I'll make some tea, says his mother unexpectedly. Then turns and points:

Her feet.

Theo sees the blood on Lina's heels and the ruined little shoes by the door. He guides her gently inside towards the sofa, and sits her down.

No rush now, he says. Let's have a look at this.

He goes out to the kitchen to fetch a bowl of warm water and finds his mother stood looking at the tea-pot and the kettle. He spoons some loose tea into the pot and fills it, and points at the cupboard. Can you get us three cups, Mam? He holds up three fingers. That would be great. Then he finds a clean towel, lint and bandages from upstairs, and begins to tend Lina's wounded feet. The sight of such a large, awkward man kneeling in front of her makes her sob.
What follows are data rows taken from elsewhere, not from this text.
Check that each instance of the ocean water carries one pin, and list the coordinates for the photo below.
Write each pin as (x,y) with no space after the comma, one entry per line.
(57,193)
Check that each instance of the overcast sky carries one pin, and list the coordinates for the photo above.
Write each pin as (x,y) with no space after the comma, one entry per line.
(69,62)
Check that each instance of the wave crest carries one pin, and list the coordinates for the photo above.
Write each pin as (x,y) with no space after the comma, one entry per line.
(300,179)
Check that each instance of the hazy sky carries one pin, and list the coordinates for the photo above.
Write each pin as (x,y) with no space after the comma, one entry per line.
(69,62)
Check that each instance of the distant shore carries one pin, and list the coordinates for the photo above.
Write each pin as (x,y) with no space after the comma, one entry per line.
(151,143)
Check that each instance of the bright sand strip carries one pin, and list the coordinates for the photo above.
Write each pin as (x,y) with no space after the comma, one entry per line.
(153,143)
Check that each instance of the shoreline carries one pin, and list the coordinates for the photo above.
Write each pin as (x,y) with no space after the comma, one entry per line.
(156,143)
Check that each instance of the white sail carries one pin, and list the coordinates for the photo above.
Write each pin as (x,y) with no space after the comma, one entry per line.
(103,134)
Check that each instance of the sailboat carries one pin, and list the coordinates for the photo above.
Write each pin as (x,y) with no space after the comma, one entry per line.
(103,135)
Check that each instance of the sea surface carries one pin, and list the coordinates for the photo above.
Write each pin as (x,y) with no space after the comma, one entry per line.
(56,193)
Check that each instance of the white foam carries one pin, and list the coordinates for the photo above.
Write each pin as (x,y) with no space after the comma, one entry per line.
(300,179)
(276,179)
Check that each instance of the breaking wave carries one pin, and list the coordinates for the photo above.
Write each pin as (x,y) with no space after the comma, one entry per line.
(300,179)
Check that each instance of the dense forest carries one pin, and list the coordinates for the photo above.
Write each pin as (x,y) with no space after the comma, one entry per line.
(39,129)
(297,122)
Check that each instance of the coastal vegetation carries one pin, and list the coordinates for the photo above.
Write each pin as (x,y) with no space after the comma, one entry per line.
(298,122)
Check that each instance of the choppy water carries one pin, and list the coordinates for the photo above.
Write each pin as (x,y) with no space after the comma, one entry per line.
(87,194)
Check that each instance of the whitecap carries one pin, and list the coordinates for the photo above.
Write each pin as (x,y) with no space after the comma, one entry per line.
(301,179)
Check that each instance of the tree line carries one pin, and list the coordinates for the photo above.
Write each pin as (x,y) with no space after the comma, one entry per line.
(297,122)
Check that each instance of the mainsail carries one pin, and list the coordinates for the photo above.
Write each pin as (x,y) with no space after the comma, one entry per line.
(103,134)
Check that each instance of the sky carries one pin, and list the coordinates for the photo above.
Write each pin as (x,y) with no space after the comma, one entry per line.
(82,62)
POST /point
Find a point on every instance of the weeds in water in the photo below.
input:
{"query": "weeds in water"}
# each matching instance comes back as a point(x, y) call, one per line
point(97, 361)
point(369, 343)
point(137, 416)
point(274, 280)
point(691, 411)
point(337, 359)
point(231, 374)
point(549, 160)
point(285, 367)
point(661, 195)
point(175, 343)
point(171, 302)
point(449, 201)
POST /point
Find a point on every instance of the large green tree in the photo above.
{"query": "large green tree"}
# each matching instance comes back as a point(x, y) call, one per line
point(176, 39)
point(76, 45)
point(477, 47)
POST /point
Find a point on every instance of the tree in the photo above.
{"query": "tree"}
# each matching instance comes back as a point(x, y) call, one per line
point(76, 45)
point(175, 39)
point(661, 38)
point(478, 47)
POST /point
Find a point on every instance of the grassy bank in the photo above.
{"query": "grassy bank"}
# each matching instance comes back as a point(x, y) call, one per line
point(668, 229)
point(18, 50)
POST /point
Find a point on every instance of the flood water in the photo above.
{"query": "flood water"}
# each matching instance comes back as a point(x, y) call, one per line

It's OK, he says, come on now, you'll be fine. We'll have some tea and you can tell me what's going on. You must have walked miles.

I didn't know she was your mother, says Lina through her tears.

Well she's not as ugly as me, says Theo cheerfully, not looking up. But yes, we're related.

Now she laughs and cries all at once. No, she says, I mean when she was in hospital. I didn't know she was your mother. Mrs Evans.

He leaves off bandaging her foot and looks up at her in puzzlement.

What do you mean?

In the hospital. Where I clean. Mrs Evans was on my round.

She smiles.

We had good conversations. I was sorry when she went, but I'm glad her leg is better.